Ray, this spot is only about 10" wide, but you can see Crandell's point. It looks pretty good straight on , which is how it's usually viewed(disregard the crappy track work, that's been repaired!
Itry to stay a few inches away from the backdrop,it's an around the wall layout,and I load it up with trees to try to hide that fact.Hope it helps!
Ray, mine are well set away from my backdrop, but not simply because I wanted it that way. I wanted other things about my layout to be just so, which necessarily meant the backrop would never be closer than about 4".
The problem I see with getting too close is that you will have unnatural shadows on the backrop from passing trains and other stuff if imaging your layout is ever going to be a consideration for you. So, if you are kinda stuck and need to get right up to an NMRA track gauge minimum clearance between the backdrop surface and your rails, at least paint the bottom showing part of the backdrop to look like terrain, and not sky. That way, shadows won't look terribly out of place.

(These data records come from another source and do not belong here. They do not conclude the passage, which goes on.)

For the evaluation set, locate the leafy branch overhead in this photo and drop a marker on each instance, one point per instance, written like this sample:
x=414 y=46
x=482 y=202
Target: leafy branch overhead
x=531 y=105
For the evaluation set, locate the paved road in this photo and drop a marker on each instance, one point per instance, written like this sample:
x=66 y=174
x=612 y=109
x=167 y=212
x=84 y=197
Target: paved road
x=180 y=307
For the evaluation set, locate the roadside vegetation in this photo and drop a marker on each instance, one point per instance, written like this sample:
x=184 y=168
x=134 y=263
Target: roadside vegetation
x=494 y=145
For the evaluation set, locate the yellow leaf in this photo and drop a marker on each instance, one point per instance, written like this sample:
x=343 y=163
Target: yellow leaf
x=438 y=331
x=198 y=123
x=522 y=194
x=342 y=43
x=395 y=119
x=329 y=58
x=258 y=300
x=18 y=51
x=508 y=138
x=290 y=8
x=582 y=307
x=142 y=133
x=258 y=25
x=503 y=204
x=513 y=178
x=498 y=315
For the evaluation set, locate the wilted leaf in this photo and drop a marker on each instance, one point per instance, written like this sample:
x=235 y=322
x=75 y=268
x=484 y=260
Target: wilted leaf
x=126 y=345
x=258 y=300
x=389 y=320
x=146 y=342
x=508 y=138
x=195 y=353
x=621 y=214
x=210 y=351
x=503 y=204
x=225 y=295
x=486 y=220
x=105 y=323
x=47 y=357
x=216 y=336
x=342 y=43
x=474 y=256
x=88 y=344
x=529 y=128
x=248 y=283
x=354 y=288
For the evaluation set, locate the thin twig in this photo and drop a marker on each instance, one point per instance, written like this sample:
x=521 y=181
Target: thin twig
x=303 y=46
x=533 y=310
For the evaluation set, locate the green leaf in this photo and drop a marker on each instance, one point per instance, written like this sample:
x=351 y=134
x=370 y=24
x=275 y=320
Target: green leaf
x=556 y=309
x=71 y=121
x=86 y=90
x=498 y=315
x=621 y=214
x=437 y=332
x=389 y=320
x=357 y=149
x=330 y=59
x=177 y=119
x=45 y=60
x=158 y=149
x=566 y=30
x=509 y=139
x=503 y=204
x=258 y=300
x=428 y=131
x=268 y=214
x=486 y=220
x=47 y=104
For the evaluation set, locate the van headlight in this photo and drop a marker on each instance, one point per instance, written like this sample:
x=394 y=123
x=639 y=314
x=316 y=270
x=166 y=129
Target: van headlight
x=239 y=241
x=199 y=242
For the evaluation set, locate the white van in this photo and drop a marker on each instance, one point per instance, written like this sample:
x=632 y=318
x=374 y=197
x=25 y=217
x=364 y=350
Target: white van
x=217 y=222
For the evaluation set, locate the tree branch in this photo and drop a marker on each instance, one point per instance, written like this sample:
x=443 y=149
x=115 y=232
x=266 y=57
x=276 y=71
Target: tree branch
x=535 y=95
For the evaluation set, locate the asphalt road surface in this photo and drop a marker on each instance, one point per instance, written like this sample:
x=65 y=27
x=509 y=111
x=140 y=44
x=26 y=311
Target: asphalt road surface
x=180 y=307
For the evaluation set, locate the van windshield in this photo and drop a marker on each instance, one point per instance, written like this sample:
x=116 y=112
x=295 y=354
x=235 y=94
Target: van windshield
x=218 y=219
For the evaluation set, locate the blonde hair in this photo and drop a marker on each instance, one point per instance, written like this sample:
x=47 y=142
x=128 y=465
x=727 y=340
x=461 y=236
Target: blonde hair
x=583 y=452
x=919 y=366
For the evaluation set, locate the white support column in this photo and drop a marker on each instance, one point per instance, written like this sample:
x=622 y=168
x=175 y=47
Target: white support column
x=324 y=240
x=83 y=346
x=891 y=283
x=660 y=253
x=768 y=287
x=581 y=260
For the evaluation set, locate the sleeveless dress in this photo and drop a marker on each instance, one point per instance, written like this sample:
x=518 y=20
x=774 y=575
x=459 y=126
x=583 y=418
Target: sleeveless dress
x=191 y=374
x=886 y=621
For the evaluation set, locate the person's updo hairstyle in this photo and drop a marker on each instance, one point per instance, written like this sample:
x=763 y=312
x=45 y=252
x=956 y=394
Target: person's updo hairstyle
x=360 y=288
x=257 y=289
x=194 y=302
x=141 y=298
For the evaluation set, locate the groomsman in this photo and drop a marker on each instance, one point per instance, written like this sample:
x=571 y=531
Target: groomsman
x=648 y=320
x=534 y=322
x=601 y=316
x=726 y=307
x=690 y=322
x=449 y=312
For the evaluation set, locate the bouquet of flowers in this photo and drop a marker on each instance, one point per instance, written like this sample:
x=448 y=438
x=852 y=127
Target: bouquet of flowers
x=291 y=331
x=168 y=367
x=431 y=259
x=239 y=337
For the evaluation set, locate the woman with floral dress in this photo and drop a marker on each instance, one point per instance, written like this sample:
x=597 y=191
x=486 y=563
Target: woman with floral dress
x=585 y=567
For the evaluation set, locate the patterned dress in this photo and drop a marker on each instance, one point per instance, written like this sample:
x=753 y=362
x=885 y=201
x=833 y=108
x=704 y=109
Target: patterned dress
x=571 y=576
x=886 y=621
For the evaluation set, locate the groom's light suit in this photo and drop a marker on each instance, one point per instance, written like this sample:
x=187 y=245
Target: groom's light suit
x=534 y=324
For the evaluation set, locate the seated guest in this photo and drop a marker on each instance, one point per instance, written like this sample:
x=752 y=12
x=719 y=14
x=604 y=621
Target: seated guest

But you shouldn't get closer than what the NMRA clearances say you should, particularly on curves where overhangs can quickly encroach.
In this image, notice that even though I am about 2" from the wall, I am really about 4" from the visible backdrop painted below the window sill, and that I have terrain rising above where the shadow of the passing train is likely to fall.
-Crandell
Hello guyes, I'm wondering how close your tracks are to your back drop? I'd love some pics even and drawing.